Certainly, many people who object to prospective developments are unlikely to believe the authorities will do so.
I grew up in one of those towns in the Green Belt outside London. Through my lifetime I have seen the population swell, but hospitals, A&Es and maternity wards closed. There aren’t enough spaces for children to go to school in their own town, the trains are full, and the roads are jammed and falling apart.
When residents think their infrastructure can’t cope with the number of people who already live there, why would they back more houses?
It’s not even clear how successful building more homes would be in bringing down prices, unless you flooded the market with them.

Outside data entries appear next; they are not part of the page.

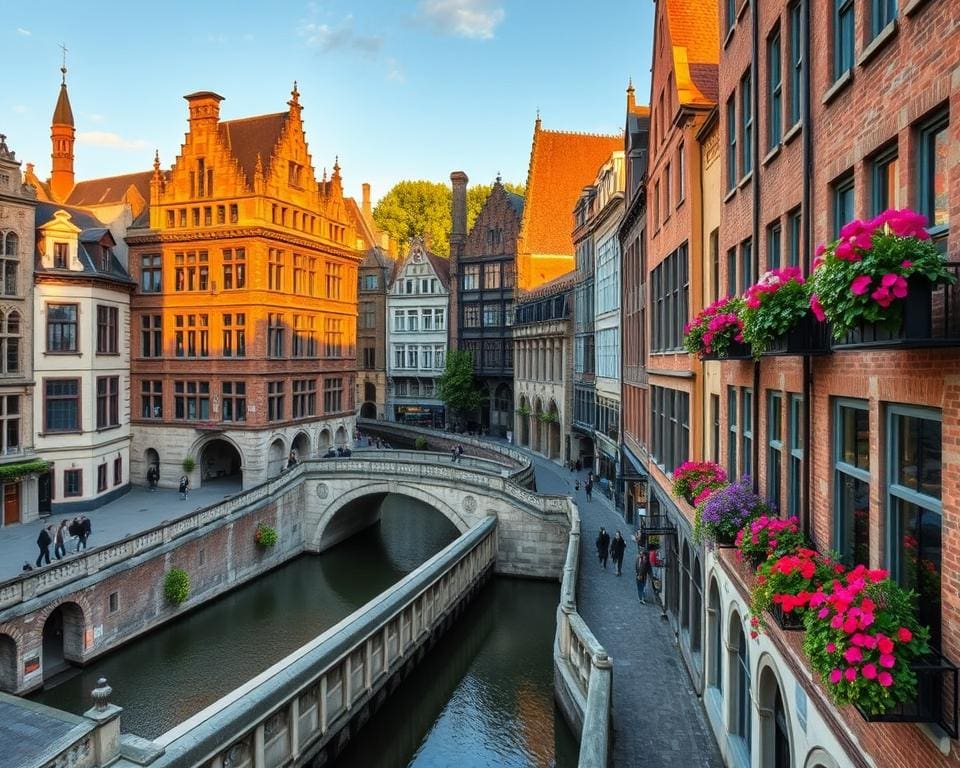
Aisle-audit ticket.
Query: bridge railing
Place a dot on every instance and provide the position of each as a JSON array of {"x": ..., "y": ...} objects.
[
  {"x": 585, "y": 669},
  {"x": 288, "y": 712}
]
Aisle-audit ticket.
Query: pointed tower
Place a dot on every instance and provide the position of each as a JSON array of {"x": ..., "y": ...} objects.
[{"x": 62, "y": 135}]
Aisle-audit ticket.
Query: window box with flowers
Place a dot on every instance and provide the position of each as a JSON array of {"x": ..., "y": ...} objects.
[
  {"x": 716, "y": 333},
  {"x": 883, "y": 283},
  {"x": 777, "y": 319}
]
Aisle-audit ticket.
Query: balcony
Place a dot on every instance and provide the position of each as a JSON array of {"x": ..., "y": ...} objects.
[{"x": 931, "y": 318}]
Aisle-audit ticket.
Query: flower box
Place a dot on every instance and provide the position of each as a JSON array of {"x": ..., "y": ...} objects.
[
  {"x": 936, "y": 699},
  {"x": 808, "y": 337}
]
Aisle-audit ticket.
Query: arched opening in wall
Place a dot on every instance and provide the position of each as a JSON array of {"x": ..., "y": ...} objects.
[
  {"x": 8, "y": 664},
  {"x": 62, "y": 638},
  {"x": 301, "y": 445},
  {"x": 554, "y": 431},
  {"x": 276, "y": 458}
]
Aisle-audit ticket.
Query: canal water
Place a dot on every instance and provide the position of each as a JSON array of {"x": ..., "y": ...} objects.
[{"x": 486, "y": 699}]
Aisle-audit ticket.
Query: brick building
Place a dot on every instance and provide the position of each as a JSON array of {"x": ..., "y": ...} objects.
[{"x": 243, "y": 327}]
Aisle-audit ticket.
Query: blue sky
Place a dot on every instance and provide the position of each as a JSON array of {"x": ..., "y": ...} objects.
[{"x": 399, "y": 90}]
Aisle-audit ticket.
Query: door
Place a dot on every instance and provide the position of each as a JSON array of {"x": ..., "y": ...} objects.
[{"x": 11, "y": 503}]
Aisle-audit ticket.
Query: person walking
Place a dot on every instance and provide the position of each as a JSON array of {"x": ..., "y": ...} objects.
[
  {"x": 60, "y": 541},
  {"x": 642, "y": 569},
  {"x": 617, "y": 549},
  {"x": 43, "y": 542},
  {"x": 603, "y": 546}
]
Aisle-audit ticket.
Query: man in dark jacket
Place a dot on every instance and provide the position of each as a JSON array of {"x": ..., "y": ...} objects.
[
  {"x": 603, "y": 546},
  {"x": 43, "y": 541}
]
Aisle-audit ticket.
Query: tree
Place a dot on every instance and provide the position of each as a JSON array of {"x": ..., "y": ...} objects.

At the moment, homes cost just under six times wages on average, compared to a long-run average of about 4.3, according to Nationwide. House prices would need to come down by 28 per cent to get to that long-run average ratio.
Many people are highly dubious that the UK could build enough homes to even come close to doing that – particularly as limited construction skills and resources mean the kind of mass scale development required would most likely send the cost of building homes soaring.
Flooding the market would be necessary as at the moment new-build homes are sold as a premium product.
Rather than bringing down prices by coming to the market at a discount, new builds are priced on average 30 per cent higher than existing stock, according to research using Land Registry data for the new LCPAca residential index.
It is possible but rare to get new homes to market at less than the current local price and a Savills report last year highlighted popular areas, including Biggleswade, in Herts, and Aylesbury, in Bucks, where this had been done at about a 15 per cent discount.
Regardless of this, until people believe the hospitals, schools and trains will arrive alongside the homes, Britain will continue to lose the battle to win homeowners over to thousands of new builds on their doorsteps.
So, where’s the grand plan on that?
The Cambridge to Oxford plan
The one bright spot in terms of actually talking about infrastructure alongside building new homes in the Government’s plans is the proposal to build in what’s known as the Cambridge to Oxford corridor.
This arc stretching between the two famous university cities, with their strong knowledge-based economies is seen as a prime spot for building, with five new garden cities planned.
To support this there is talk of a East to West rail route being created, between Cambridge and Oxford and an expressway road being built.
This would go solve the transport problems of two cities, 67 miles apart, where the road journey takes two to three hours and the rail journey involves a three-hour trip into London and back out.
Dig into the report though and it’s not quite the magic bullet politicians suggest. Neither the rail link or the express road are expected to be able to be built before 2030.